Back in 1986 when novice filmmaker Spike Lee dropped She’s Gotta Have It on us, Black folk sat up and took notice. We noticed because Lee spun a saucy tale about freedom and female sexuality and the ability to make guilt-free choices about both; because, fresh from the Blaxploitation era of the 70s, it had been a minute since we’d seen ourselves as anything other than pimps and hos trying to stick it to The Man. What Spike (and a handful of filmmakers following in his wake) afforded was an opportunity to see ourselves in all our multi-dimensional glory – in the free-spirited Nola Darling, the narcissistic Greer Childs, the buttoned-down Jamie Overstreet and even the man-child bike messenger, Mars Blackmon. We got to see ourselves as we saw ourselves – sharp, sophisticated, urbane. Lee has always said he wanted to do for New York – Black New York – what Woody Allen has done for Jews; that is, create a sense of place and belonging, a cultural shorthand, if you will, for the myriad ways we roll.

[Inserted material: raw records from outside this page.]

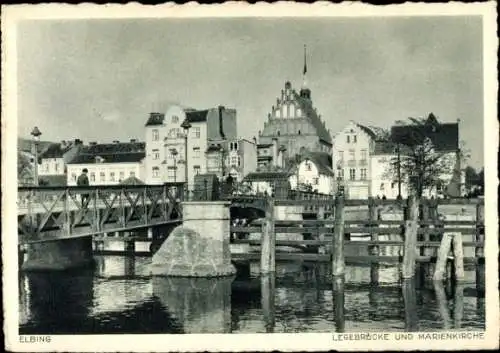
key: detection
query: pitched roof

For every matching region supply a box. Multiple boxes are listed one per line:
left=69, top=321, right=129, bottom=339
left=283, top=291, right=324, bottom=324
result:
left=294, top=91, right=332, bottom=144
left=186, top=109, right=209, bottom=123
left=40, top=143, right=73, bottom=159
left=120, top=176, right=145, bottom=185
left=68, top=142, right=146, bottom=164
left=145, top=113, right=165, bottom=126
left=301, top=152, right=335, bottom=176
left=243, top=172, right=291, bottom=181
left=391, top=119, right=459, bottom=152
left=68, top=152, right=146, bottom=164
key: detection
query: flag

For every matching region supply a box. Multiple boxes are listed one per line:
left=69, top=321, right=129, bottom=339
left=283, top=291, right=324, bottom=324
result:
left=302, top=44, right=307, bottom=75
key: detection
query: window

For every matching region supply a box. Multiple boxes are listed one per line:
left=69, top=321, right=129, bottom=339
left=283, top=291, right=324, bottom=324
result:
left=153, top=129, right=160, bottom=141
left=167, top=168, right=176, bottom=182
left=153, top=150, right=160, bottom=159
left=193, top=147, right=200, bottom=158
left=337, top=168, right=344, bottom=180
left=361, top=150, right=367, bottom=161
left=193, top=127, right=201, bottom=139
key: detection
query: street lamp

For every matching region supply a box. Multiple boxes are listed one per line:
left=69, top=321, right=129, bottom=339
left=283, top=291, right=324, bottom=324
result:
left=181, top=117, right=192, bottom=191
left=170, top=148, right=179, bottom=183
left=31, top=126, right=42, bottom=186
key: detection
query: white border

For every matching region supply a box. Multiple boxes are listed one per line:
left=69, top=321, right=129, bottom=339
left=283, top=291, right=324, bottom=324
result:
left=2, top=2, right=499, bottom=352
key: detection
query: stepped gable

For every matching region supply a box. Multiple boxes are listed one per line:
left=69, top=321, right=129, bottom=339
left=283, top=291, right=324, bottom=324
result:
left=294, top=91, right=332, bottom=144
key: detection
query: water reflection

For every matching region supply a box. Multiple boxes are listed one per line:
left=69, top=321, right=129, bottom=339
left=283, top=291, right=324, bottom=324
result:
left=19, top=256, right=485, bottom=334
left=152, top=277, right=233, bottom=333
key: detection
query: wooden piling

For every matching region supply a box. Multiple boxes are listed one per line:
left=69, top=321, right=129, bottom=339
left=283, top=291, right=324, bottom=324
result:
left=402, top=195, right=419, bottom=279
left=401, top=278, right=418, bottom=332
left=332, top=195, right=345, bottom=276
left=453, top=233, right=465, bottom=282
left=332, top=276, right=345, bottom=332
left=260, top=198, right=276, bottom=273
left=433, top=232, right=452, bottom=281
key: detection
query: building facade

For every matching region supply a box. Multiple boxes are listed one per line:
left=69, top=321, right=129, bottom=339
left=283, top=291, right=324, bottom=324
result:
left=258, top=79, right=332, bottom=165
left=333, top=121, right=379, bottom=199
left=145, top=105, right=236, bottom=185
left=67, top=140, right=146, bottom=186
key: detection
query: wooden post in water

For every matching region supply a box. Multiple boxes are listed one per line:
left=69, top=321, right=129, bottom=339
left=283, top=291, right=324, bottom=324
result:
left=260, top=198, right=276, bottom=274
left=332, top=277, right=345, bottom=332
left=434, top=232, right=452, bottom=281
left=332, top=194, right=345, bottom=276
left=260, top=273, right=276, bottom=333
left=453, top=233, right=465, bottom=282
left=368, top=197, right=380, bottom=285
left=402, top=195, right=419, bottom=279
left=401, top=278, right=418, bottom=332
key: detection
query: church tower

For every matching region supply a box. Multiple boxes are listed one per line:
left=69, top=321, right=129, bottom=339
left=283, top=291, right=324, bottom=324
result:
left=259, top=45, right=332, bottom=168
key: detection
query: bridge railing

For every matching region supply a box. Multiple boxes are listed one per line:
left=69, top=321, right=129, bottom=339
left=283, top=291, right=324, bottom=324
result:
left=18, top=183, right=184, bottom=238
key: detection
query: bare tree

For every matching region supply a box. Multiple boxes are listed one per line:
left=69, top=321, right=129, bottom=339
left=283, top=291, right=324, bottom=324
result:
left=386, top=113, right=462, bottom=197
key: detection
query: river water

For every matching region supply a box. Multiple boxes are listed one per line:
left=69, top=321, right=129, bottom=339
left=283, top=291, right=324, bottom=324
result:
left=19, top=256, right=485, bottom=334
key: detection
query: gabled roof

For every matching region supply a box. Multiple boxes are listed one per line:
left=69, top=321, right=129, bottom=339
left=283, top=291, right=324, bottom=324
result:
left=301, top=152, right=335, bottom=176
left=294, top=91, right=332, bottom=144
left=40, top=143, right=73, bottom=159
left=391, top=113, right=459, bottom=152
left=243, top=172, right=291, bottom=181
left=186, top=109, right=209, bottom=123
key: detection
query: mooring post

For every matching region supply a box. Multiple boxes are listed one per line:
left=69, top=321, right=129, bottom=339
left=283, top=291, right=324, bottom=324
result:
left=434, top=233, right=452, bottom=281
left=453, top=232, right=465, bottom=282
left=402, top=195, right=418, bottom=279
left=332, top=194, right=345, bottom=276
left=260, top=198, right=276, bottom=274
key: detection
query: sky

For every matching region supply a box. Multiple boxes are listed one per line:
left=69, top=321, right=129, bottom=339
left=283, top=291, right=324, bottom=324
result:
left=17, top=16, right=484, bottom=167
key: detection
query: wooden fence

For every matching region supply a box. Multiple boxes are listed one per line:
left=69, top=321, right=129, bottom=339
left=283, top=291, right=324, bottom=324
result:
left=231, top=196, right=484, bottom=280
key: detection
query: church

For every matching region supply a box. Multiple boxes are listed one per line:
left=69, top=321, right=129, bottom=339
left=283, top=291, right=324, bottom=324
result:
left=257, top=47, right=333, bottom=170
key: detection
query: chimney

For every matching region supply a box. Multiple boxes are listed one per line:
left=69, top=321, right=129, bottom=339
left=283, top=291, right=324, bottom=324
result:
left=219, top=105, right=226, bottom=140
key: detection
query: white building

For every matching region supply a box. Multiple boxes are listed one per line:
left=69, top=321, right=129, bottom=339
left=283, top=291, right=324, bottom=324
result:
left=67, top=140, right=145, bottom=186
left=333, top=121, right=377, bottom=199
left=145, top=105, right=236, bottom=185
left=289, top=152, right=336, bottom=194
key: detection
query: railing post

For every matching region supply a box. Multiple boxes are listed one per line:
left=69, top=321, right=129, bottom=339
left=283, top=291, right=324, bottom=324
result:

And, yet, if the slate of films produced in the last couple of years is any indication, it seems we are determined to backslide. Into Norbit, Madea and Big Mama territory. And, yes, I’ve heard these are the only films Hollywood is bankrolling (even Bob Johnson bought into the hype with his “comedy only” Our Stories Films), but Hollywood is about making money, which comes from lines outside the multiplex. If we don’t turn out to see garbage, rest assured it won’t get made.
Our salvation is surely in the hands of the indies, those independent filmmakers operating outside of the system, trolling for dollars to make a more complex vision a reality. Getting to them takes work. It means going to film festivals like the American Black Film Festival, the Black Harvest Film Festival and Urban World to obscure screenings at your neighborhood community centers and libraries, seeking out their work in the art houses and free weekly newspapers devoted to counter (as in dismissing stereotypes) culture.
Here’s hoping we get to it before another era passes us by.
Terry Glover is senior editor for ebonyjet.com. She writes about popular culture.